Dostoyevski, kendisiyle ve çevresiyle uyuşmayan, toplumsal eşitsizliklere karşı büyük bir nefret duyan, dürüst, düşünen, zeki bir gencin çok yönlü portresi çiziyor romanında. Genç bir Hukuk öğrencisi olan Raskolnikov’un yaşadıklarına, bu karakterin sivri diline ve parlak zekasına, yazarın muhteşem betimlemeleriyle sizde orada o anları yaşarcasına tanık oluyorsunuz. Romanın çatı örgüsü: Suçun psikolojik öyküsü onun sonuçları
Ne kadar karanlık bir tablo gibi görünse de sonu aydınlık düşüncelere varan bir yol.

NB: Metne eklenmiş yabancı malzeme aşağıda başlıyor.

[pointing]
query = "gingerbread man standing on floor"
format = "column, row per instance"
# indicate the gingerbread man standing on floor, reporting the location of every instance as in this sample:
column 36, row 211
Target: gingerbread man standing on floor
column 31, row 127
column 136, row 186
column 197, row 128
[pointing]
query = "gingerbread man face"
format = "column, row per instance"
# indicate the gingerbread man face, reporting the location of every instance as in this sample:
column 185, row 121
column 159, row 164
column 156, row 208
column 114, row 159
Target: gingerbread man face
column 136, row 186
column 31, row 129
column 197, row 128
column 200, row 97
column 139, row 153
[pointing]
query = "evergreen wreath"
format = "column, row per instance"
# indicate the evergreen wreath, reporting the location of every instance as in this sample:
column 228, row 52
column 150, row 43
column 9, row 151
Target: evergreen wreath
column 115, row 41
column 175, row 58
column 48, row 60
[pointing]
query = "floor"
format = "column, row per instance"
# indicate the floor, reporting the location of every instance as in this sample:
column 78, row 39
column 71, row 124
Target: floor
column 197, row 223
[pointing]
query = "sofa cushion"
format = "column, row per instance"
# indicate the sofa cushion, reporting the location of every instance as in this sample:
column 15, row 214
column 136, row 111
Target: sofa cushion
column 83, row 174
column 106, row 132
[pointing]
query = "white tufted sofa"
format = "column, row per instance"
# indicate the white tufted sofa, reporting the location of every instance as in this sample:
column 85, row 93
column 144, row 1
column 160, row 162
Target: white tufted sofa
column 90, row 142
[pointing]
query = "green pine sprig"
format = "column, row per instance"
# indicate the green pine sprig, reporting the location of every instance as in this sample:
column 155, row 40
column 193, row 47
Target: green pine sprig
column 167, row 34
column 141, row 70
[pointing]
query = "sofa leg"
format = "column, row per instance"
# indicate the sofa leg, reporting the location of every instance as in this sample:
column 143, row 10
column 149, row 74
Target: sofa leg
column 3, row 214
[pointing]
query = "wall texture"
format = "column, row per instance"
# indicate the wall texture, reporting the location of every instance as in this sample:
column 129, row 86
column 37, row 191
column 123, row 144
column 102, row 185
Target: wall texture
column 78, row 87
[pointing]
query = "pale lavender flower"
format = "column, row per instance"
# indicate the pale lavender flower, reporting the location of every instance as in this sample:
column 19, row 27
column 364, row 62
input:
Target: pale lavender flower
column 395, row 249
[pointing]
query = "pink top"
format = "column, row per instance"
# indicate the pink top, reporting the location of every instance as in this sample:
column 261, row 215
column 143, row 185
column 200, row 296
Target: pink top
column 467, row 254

Her şeye rağmen dürüst olabilmek... “İnsan” kalabilmek... En yüce yargı yeri olan vicdana başvuru... Sonlara doğru da özgür insanların, sakin ve huzurlu yaşamlarına özlem...
Yazarın, hayatının çok zorlu süreçlerden geçerken yazmış olduğu, başyapıtını okurken nice duyguyu, olayları yaşarcasına hissetmek ve sonunda aydınlık hislerle dolmak gerçekten tarifsiz...
Şimdi ve gelecek için hep değerli kalacak bu klasiği kesinlikle herkes okumalı.